Rechte beschädigen Briefkasten von SP-Grossrätin

Sarah Wyss hat gegen Anhänger der Pnos Anzeige erstattet.

Sarah Wyss spricht von Einschüchterungsversuchen. Foto: Nicole Pont

Sarah Wyss spricht von Einschüchterungsversuchen. Foto: Nicole Pont

Nina Jecker

Auf dem Briefkasten von Sarah Wyss klebt nicht nur die häufige Botschaft «Keine Werbung», sondern auch zwei Aufkleber der Partei national orientierter Schweizer (Pnos). Bereits zum vierten Mal hat die SP-Grossrätin unerwünschten Besuch von Anhängern der rechten Partei erhalten.
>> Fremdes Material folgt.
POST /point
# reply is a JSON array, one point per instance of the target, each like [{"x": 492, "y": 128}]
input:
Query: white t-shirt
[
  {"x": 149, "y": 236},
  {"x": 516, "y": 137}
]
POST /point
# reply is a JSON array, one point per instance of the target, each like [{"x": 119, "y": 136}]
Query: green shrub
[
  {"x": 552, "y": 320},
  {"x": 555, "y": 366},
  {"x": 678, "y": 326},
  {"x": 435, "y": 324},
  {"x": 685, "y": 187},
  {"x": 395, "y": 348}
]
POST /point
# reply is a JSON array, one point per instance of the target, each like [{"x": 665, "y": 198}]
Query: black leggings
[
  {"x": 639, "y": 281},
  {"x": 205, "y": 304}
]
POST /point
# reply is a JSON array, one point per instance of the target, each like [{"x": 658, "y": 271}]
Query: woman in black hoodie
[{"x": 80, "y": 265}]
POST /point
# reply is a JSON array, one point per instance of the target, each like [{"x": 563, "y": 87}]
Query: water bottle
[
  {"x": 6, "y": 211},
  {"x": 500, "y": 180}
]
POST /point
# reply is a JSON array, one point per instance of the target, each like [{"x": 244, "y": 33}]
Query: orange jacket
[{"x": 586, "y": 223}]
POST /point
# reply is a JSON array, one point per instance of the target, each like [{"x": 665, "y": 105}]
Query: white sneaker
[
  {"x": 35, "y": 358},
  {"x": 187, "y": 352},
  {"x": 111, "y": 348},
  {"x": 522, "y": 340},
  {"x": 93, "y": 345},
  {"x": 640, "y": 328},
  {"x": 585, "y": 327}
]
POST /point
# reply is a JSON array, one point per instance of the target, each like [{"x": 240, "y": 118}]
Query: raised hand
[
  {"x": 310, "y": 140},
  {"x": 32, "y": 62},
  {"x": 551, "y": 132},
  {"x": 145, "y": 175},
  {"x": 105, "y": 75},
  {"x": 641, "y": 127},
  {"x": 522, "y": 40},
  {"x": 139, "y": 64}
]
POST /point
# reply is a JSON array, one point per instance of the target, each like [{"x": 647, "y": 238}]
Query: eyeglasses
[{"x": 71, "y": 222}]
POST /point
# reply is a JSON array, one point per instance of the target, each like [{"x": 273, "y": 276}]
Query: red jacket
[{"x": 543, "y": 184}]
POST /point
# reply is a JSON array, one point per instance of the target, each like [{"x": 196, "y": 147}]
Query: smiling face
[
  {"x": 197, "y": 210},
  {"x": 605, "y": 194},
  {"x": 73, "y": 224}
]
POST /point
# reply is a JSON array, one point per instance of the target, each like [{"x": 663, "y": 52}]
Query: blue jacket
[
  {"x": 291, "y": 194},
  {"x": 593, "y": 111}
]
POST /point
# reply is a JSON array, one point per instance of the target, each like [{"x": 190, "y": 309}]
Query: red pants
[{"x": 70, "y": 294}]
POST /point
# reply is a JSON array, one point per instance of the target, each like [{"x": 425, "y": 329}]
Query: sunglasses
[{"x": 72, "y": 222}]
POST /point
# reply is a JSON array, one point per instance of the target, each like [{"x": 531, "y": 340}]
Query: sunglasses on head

Wyss hat versucht, einen Sticker abzukratzen, aber das war mühsam. Schliesslich wurde er zumindest teilweise mit einem grünen Smiley überklebt. Doch schon gestern fand Wyss den nächsten Aufkleber der Pnos vor. Dieses Mal blieb es jedoch nicht dabei. Die Täter schlugen offenbar so auf den Briefkasten ein, dass er beschädigt wurde.

Morddrohungen

Die Politikerin stellte ein Foto davon auf Twitter. «#pnos flyer zum 4. Mal aufkleben und nun neu auch den Briefkasten zertrümmert. Ihr seid primitiv», kommentierte die Politikerin das Bild. Andere User rieten ihr dazu, eine Kamera zu installieren und Anzeige zu erstatten. Das seien keine Bubenscherze mehr, sondern Einschüchterungsversuche. Wyss hat am Dienstag tatsächlich eine Anzeige gemacht. «Das geht zu weit, mir reicht es.» Die Polizei habe ausgezeichnet reagiert, sagte sie gegenüber der BaZ. Die Drohungen gegen Sarah Wyss seien das Hinterletzte, twitterte die Juso Basel-Stadt dazu. SVP-Grossrat Joël Thüring kommentierte den Post mit einem «widerwärtig».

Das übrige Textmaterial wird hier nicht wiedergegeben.